A government official said that Saddam Hussein's notorious right-hand man, Ali Hassan al-Majid (search), known as "Chemical Ali," will be the first among 12 former regime members to appear at an initial investigative court hearing next week to face charges for crimes allegedly committed during Saddam's 35-year dictatorship.

On the final day of candidate registration on Wednesday, interim Prime Minister Ayad Allawi (search), a secular Shiite and Washington favorite, announced his 240-member list of candidates, pitting him against the slate embraced by Iraq's most influential Shiite cleric, Grand Ayatollah Ali al-Sistani (search). About 90 parties and political movements have applied to be represented on ballots.

Heading the al-Sistani-backed United Iraqi Alliance list is Abdel-Aziz al-Hakim, leader of the pro-Iranian Supreme Council for the Islamic Revolution and chief of its armed wing, the Iran-based Badr Brigade, during Saddam's rule.

With the threatened Sunni boycott, the lists submitted make Allawi and al-Hakim the leading contenders to take top jobs in Iraq's next government.

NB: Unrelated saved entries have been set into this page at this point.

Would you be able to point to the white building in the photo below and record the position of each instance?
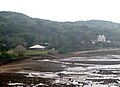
(101, 38)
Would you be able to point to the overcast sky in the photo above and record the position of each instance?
(65, 10)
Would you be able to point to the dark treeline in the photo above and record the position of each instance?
(17, 28)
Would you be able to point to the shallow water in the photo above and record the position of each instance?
(103, 75)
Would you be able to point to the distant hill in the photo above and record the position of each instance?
(17, 28)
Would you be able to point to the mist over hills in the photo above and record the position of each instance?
(17, 28)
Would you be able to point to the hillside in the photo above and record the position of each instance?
(17, 28)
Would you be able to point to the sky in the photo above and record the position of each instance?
(65, 10)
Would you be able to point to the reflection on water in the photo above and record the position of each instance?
(100, 73)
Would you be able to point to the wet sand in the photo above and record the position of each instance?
(8, 71)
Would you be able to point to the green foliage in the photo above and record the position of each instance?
(17, 28)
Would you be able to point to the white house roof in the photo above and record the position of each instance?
(37, 46)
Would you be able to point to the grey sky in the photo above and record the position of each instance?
(65, 10)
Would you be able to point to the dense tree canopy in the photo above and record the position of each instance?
(17, 28)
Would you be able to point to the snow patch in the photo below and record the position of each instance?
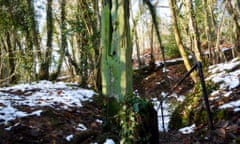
(187, 130)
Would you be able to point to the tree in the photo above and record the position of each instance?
(235, 17)
(193, 29)
(116, 50)
(172, 5)
(46, 60)
(63, 41)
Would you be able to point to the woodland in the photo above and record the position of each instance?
(116, 67)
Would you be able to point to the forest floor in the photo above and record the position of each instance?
(84, 124)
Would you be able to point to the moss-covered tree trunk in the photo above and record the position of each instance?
(172, 4)
(194, 34)
(46, 62)
(116, 50)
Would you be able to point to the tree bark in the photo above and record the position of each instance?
(116, 50)
(45, 64)
(193, 29)
(172, 4)
(63, 41)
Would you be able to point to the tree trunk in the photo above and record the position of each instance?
(208, 30)
(45, 65)
(234, 17)
(116, 50)
(35, 35)
(63, 41)
(193, 29)
(172, 4)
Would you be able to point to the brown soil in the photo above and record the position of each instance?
(53, 126)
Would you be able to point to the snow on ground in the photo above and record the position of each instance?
(188, 130)
(166, 110)
(43, 93)
(226, 75)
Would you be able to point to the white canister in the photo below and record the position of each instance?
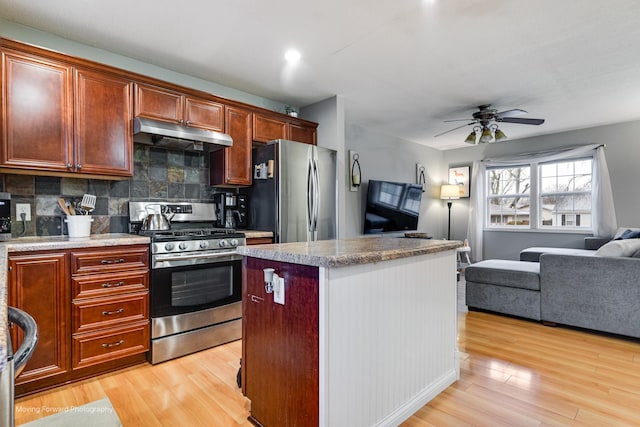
(79, 226)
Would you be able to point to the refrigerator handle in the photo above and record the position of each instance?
(310, 198)
(316, 194)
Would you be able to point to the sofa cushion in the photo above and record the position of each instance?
(533, 254)
(629, 234)
(514, 274)
(619, 248)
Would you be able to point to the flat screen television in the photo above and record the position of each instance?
(392, 206)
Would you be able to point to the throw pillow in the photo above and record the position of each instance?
(629, 234)
(618, 248)
(623, 230)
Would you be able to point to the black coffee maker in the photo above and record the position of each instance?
(231, 210)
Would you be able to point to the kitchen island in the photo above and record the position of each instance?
(366, 335)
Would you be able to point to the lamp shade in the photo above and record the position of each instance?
(449, 192)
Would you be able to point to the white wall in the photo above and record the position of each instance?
(392, 159)
(330, 116)
(11, 30)
(623, 158)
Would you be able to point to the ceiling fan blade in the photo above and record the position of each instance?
(456, 128)
(511, 113)
(521, 121)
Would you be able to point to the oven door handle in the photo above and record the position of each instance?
(160, 258)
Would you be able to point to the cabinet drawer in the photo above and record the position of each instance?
(98, 285)
(102, 346)
(96, 313)
(107, 260)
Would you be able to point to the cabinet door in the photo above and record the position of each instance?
(37, 119)
(302, 133)
(103, 124)
(232, 165)
(280, 362)
(157, 103)
(38, 285)
(204, 114)
(268, 128)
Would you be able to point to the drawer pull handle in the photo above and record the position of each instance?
(112, 285)
(113, 344)
(112, 261)
(110, 313)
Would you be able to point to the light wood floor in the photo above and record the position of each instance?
(514, 373)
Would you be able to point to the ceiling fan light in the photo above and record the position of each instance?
(500, 136)
(471, 139)
(486, 135)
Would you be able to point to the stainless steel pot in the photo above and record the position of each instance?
(157, 221)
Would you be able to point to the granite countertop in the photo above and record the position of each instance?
(345, 252)
(27, 244)
(254, 234)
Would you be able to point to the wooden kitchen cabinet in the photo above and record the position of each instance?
(103, 124)
(59, 118)
(37, 119)
(267, 127)
(39, 285)
(115, 323)
(232, 165)
(91, 307)
(280, 362)
(167, 105)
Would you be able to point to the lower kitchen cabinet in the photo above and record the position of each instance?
(39, 285)
(91, 307)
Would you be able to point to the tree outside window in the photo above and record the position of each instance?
(509, 196)
(553, 195)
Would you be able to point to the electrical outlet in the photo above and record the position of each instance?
(23, 208)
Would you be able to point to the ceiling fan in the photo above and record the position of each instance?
(485, 122)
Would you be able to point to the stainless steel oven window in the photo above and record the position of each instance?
(202, 286)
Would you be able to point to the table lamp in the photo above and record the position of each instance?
(449, 192)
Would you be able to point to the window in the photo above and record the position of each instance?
(565, 194)
(550, 195)
(508, 196)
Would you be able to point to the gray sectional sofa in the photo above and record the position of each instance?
(595, 288)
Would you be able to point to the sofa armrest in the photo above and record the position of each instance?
(601, 293)
(594, 243)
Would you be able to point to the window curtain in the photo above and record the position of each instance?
(604, 214)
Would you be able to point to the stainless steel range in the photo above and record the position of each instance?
(196, 280)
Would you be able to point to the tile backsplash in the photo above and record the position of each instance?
(159, 174)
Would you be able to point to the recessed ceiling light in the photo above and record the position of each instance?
(292, 56)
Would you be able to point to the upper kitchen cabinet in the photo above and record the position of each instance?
(59, 118)
(267, 127)
(103, 124)
(37, 119)
(159, 103)
(232, 165)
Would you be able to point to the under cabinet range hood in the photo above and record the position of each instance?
(177, 137)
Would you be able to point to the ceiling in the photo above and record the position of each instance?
(401, 66)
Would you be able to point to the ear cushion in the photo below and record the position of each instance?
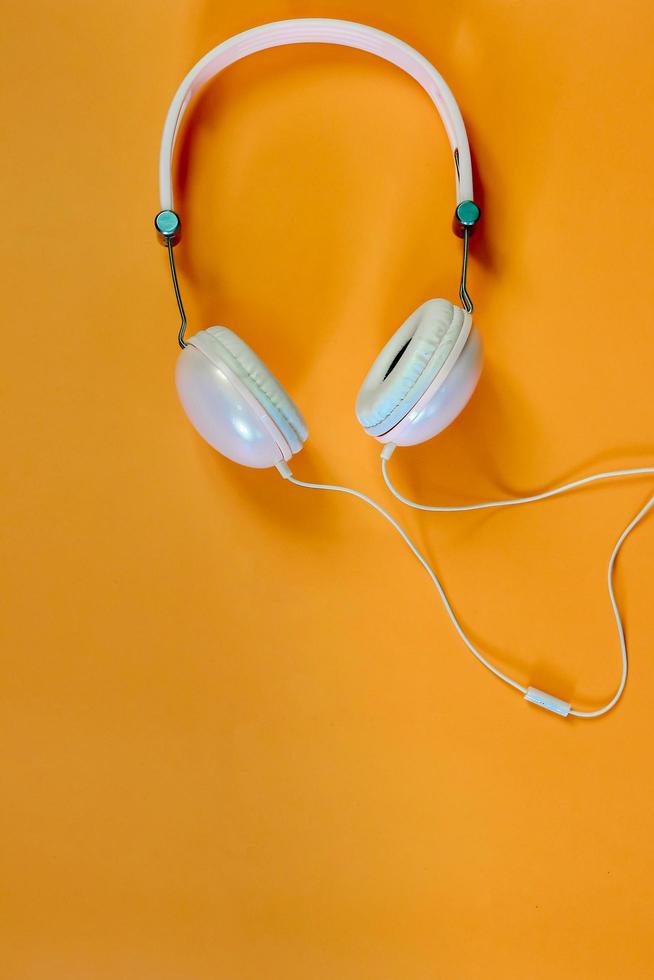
(262, 384)
(408, 364)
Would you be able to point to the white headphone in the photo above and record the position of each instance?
(418, 384)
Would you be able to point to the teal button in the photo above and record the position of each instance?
(467, 213)
(167, 223)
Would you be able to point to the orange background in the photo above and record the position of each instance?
(240, 739)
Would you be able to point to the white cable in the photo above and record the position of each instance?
(573, 485)
(286, 473)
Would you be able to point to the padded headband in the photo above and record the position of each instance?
(322, 31)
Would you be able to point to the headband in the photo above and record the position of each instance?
(322, 31)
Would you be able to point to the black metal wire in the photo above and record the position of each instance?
(178, 297)
(463, 292)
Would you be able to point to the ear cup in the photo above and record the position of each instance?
(262, 384)
(235, 403)
(423, 350)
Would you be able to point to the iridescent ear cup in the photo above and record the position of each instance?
(424, 376)
(235, 402)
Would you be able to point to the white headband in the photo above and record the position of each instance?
(323, 31)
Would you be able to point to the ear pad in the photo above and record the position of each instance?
(409, 363)
(262, 384)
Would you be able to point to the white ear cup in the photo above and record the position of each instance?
(423, 377)
(235, 402)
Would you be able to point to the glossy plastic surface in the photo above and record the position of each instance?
(323, 30)
(225, 413)
(443, 400)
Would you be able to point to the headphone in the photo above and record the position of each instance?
(417, 385)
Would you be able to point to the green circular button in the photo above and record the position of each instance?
(167, 223)
(468, 213)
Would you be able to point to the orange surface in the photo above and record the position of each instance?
(239, 738)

In the election, each faction will win a number of seats in the assembly proportional to the percentage of votes it gets nationwide — meaning the highest-listed candidates on each roster are most likely to be elected. The groups ending up strongest in the assembly will be in a powerful position — the body will elect a president and two deputies, who will nominate the prime minister. The assembly will also draw up a new constitution.

Shiites make up 60 percent of Iraq's 26 million population and are expected to dominate the polls.

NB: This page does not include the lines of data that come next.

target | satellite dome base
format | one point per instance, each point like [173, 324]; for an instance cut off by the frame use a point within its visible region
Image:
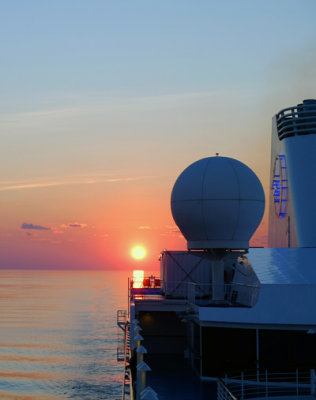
[218, 244]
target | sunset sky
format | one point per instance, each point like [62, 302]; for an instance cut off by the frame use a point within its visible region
[104, 103]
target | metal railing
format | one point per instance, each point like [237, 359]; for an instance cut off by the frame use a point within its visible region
[126, 370]
[296, 384]
[232, 294]
[201, 294]
[223, 393]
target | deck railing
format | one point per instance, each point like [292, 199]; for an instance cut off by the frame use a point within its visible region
[297, 384]
[201, 294]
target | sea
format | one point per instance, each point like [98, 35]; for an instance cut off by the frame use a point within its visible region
[58, 334]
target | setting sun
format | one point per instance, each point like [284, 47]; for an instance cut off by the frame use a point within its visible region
[138, 252]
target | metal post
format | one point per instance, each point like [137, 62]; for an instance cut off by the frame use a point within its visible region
[257, 353]
[312, 375]
[142, 369]
[289, 231]
[141, 350]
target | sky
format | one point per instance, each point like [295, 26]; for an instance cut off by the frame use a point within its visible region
[104, 103]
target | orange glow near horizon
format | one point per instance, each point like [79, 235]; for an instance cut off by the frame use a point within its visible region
[138, 277]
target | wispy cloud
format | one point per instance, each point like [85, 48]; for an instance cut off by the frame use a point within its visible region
[85, 180]
[26, 225]
[73, 225]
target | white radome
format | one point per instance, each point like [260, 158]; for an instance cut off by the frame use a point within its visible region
[217, 202]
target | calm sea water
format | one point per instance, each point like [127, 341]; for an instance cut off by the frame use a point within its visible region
[58, 334]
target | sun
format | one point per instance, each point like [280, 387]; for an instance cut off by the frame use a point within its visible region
[138, 252]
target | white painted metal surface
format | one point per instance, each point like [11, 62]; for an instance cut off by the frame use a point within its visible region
[217, 202]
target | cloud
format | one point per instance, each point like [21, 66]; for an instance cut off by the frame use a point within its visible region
[36, 227]
[73, 225]
[71, 180]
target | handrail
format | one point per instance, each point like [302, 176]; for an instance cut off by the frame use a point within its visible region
[252, 385]
[126, 349]
[223, 393]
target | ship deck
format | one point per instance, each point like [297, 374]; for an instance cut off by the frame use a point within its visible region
[172, 378]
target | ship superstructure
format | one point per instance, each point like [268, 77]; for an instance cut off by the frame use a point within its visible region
[221, 311]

In another development, the Italian Foreign Ministry said Wednesday it is investigating a report that an Italian citizen was killed in Iraq after being taken captive by a militant group.

In a statement, the Italian Foreign Ministry said the report was unconfirmed and that it "must still be verified with maximum caution."

The ministry said the details were provided by an Iraqi journalist, who told The Associated Press he was taken by militants to see a body near the battleground city of Ramadi. The journalist said he was shown a man's body and passport.

The ministry statement said the victim may have been Salvatore Santoro, 52, a resident of Britain for years. However, it said Italian officials were not aware he was in Iraq.

At the Pentagon, a senior U.S. commander said Jordanian militant Abu Musab al-Zarqawi (search) may now be operating out of Baghdad, after leaving his former safe haven in the rebel-held city of Fallujah ahead of last month's U.S.-led offensive to retake that city.

"Baghdad would be the most likely area," Lt. Gen. Lance Smith told journalists on Wednesday.

Al-Zarqawi's Al Qaeda in Iraq (search) group is believed to be leading a brutal campaign of hostage-takings, beheadings and bombings that victimize both Americans and Iraqis.

Smith said it was difficult to trace al-Zarqawi but that he can operate "pretty safely" in Baghdad.